Quote of the day
"It's been 14 years of praying and waiting. I'd like to thank the Baseball Writers of America for, I'd like to say, finally getting it right." -- Bert Blyleven, upon learning of his election to the Baseball Hall of Fame
Tyreke Evans followed up Tuesday’s big game with another one last night, garnering 27 points, 12 assists, 5 rebounds, and a couple of steals, shooting 11-18 from the field and 5-5 from the line. He was added to only two teams in the RotoHog Premier Salary Cap game yesterday, and is only on 12 teams total, so he’s clearly flying under the radar – or else people just don’t trust him yet.
The NFL Playoffs start tomorrow. For Football Pickoff, all weekend picks will lock at 4:30pm on Saturday. You can’t wait until Sunday for that day’s games.
It would be fun to have an overtime game this weekend, as the NFL has a new overtime rule for the playoffs. As I understand it, the team that receives the overtime opening kickoff would win the game on that first possession only by scoring a touchdown. A safety on the opening possession would also end the game. But a field goal would give the opposing offense a chance to score.

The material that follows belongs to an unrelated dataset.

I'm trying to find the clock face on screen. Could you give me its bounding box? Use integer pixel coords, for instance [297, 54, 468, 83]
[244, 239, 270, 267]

There were 19 overtime games in the 2010 NFL regular season, and only two of those were won on an opening drive FG. Based on that limited sample, you might expect the rule to have limited impact. But the bigger impact might be on how teams approach overtime strategy. If you won the toss, would you elect to kick or receive – especially if wind direction is a material factor? And would you try an onside kick? A successful onside kick counts as a change in possession, and an ensuing FG would win the game. I can imagine a team trying that in the regular season. But would any NFL head coach have the cahones for that tactic in a playoff game?
Which bring up the question, why was this rule not deemed to be fit for the regular season?